Every ghost has a story to tell.
The last place Tansy Piper wants to be is stuck in Cedar Canyon, Texas, in the middle of nowhere, with a bunch of small-town kids. But when her mother decides to move to the desolate West Texas town, Tansy has no choice but to go along. Once there, Tansy is immediately drawn to the turret of their rickety old house, a place she soon learns has a disturbing history. But it's the strange artifacts she finds in the cellar—a pocket watch, a journal of poetry, and a tiny crystal—that have the most chilling impact on her.
Tansy soon finds that through the lens of her camera, she can become part of a surreal black-and-white world where her life is intertwined with that of mysterious, troubled Henry, who lived in the same house and died decades earlier. It seems their lives are linked by fate and the artifacts she found, but as Tansy begins spending more and more time in the past, her present world starts to fade away. Tansy must untangle herself from Henry's dangerous reality—before she loses touch with her own life forever.
Okay, before I start my review, I'm gonna tell you a little story.
I thought this was a vampire book when I picked it up.
(So I was pretty surprised when it turned out not to be about vampires at all).
To be fair, this was not entirely my fault. Really. Honest.
When I received this one, it basically went like this...
Book-person stands with me in front of the big wall of books.
Book-person: Ooooh, do you like vampire stories?
GeekGirl: Um, yeah.
Book-person grabs Through Her Eyes and hands it to me.
Epic Fail, Book-person.
So yeah, this resulted in this book sitting on my to-read-pile with me complete certainty that it involved vampires. Even after I read the summary. (i know...) So I feel a little dumb now, but that's okay.
Because this was a really good read, and very different from what I was expecting (even once I figured out it was a ghost story). Most ghost stories involve the ghost coming and directly haunting the character in some manner. But Jennifer Archer does things differently.
Tansy Piper is stuck moving to a small town in the middle of Texas, where the townspeople are nosy and judgmental, both of her, her beloved grandfather whose health is failing, and her zombie-novel-writing mother. She's only been there a few days, and already she's sick of it. So when she finds some strange objects in the cellar, she becomes obsessed with them, and when she starts having visions through the lens of her camera, she allows them to take over her life.
This was a really surprising--and delightful--take on ghost stories for me. I was expecting more interaction with Henry the ghost himself. Instead, Henry's story is told through Tansy's flashback visions and through her research into what had been going on back when her grandfather had been her age. This was unique and original and I really enjoyed it.
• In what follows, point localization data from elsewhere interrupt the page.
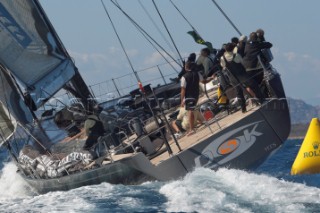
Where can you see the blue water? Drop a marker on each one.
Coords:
(270, 188)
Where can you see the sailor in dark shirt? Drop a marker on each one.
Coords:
(250, 60)
(190, 91)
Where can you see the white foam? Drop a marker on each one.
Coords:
(12, 184)
(236, 191)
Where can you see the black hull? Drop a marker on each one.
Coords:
(257, 135)
(245, 144)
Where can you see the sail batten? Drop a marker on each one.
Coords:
(31, 50)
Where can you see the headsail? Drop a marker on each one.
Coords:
(31, 50)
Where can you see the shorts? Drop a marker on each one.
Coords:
(179, 125)
(190, 103)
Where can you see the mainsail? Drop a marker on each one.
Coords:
(31, 50)
(7, 124)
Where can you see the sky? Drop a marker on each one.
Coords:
(290, 25)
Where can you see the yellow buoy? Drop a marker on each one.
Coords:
(308, 157)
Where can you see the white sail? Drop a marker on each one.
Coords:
(7, 124)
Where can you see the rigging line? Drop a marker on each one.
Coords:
(122, 46)
(156, 26)
(164, 24)
(175, 6)
(225, 15)
(143, 32)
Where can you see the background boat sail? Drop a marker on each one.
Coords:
(35, 66)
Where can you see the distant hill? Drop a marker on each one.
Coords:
(301, 114)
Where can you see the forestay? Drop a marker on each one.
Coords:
(7, 124)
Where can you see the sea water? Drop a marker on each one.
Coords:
(270, 188)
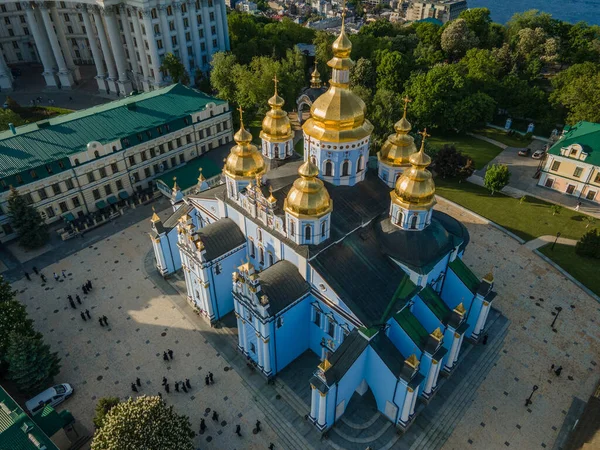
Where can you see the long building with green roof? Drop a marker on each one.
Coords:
(75, 164)
(572, 165)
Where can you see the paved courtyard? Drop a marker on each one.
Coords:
(145, 319)
(100, 361)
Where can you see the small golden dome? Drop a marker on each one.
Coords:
(244, 160)
(398, 147)
(276, 125)
(308, 196)
(415, 188)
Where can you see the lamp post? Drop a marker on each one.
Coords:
(554, 243)
(528, 401)
(558, 310)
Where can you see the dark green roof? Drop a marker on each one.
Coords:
(435, 303)
(411, 325)
(465, 274)
(586, 134)
(17, 430)
(53, 140)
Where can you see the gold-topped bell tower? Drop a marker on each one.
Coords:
(413, 197)
(277, 135)
(394, 156)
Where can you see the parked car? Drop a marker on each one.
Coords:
(538, 154)
(52, 396)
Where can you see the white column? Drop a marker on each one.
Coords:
(108, 58)
(314, 402)
(96, 54)
(322, 409)
(117, 48)
(219, 24)
(164, 26)
(154, 57)
(267, 356)
(43, 47)
(60, 32)
(141, 48)
(183, 51)
(5, 75)
(124, 15)
(405, 415)
(195, 37)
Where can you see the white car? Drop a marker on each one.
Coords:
(52, 396)
(538, 154)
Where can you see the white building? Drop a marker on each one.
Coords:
(126, 40)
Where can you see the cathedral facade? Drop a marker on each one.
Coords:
(329, 255)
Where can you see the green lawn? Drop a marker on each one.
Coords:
(584, 270)
(480, 151)
(501, 136)
(529, 220)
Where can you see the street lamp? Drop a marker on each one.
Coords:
(554, 243)
(558, 310)
(528, 401)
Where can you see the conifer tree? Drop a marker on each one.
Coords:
(30, 226)
(31, 364)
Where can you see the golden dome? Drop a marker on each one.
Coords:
(244, 160)
(338, 115)
(276, 125)
(308, 196)
(415, 188)
(398, 147)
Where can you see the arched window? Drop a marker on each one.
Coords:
(413, 222)
(346, 168)
(307, 233)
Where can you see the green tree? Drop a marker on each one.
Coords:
(31, 364)
(496, 177)
(104, 405)
(144, 423)
(175, 68)
(457, 38)
(28, 223)
(589, 244)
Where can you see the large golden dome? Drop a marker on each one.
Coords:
(398, 147)
(244, 160)
(339, 115)
(276, 125)
(308, 197)
(415, 188)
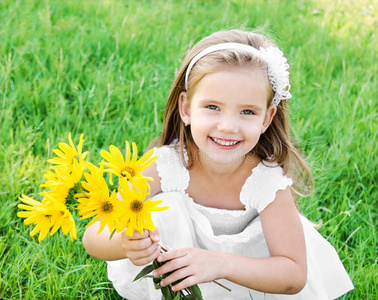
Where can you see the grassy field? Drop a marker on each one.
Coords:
(104, 68)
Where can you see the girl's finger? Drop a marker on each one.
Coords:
(171, 265)
(172, 254)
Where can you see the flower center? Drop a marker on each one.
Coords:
(107, 207)
(128, 172)
(136, 206)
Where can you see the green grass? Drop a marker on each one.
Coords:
(104, 68)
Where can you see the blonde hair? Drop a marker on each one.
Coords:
(275, 144)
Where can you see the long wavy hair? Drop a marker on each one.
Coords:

As always, though, it comes down to the characters for me, and this story had some great ones. Tansy was a great narrator, but my favorite by far was Bethyl Ann Pugh (nickname Stinky Pugh) the tiny super-smart, Shakespeare-quoting thirteen-year-old who is a friend to Tansy when she has none.
The one thing that freaked me out in this story (which I think the author was going for anyway) was, due to the fact that when Tansy had the visions, she experienced them through the eyes of a girl who at the time was deeply in love with Henry, Tansy began falling in love with him too. And let me tell you, Henry is not good news. He's deeply disturbed, and watching Tansy slowly fall more and more in love with him scared me.
This was a great twist on the modern ghost story, and while I thoroughly enjoyed it, I wish it had been given a different cover. I have nothing against the cover. It's very pretty. I just wish they'd used something that was closer to the fell of the book.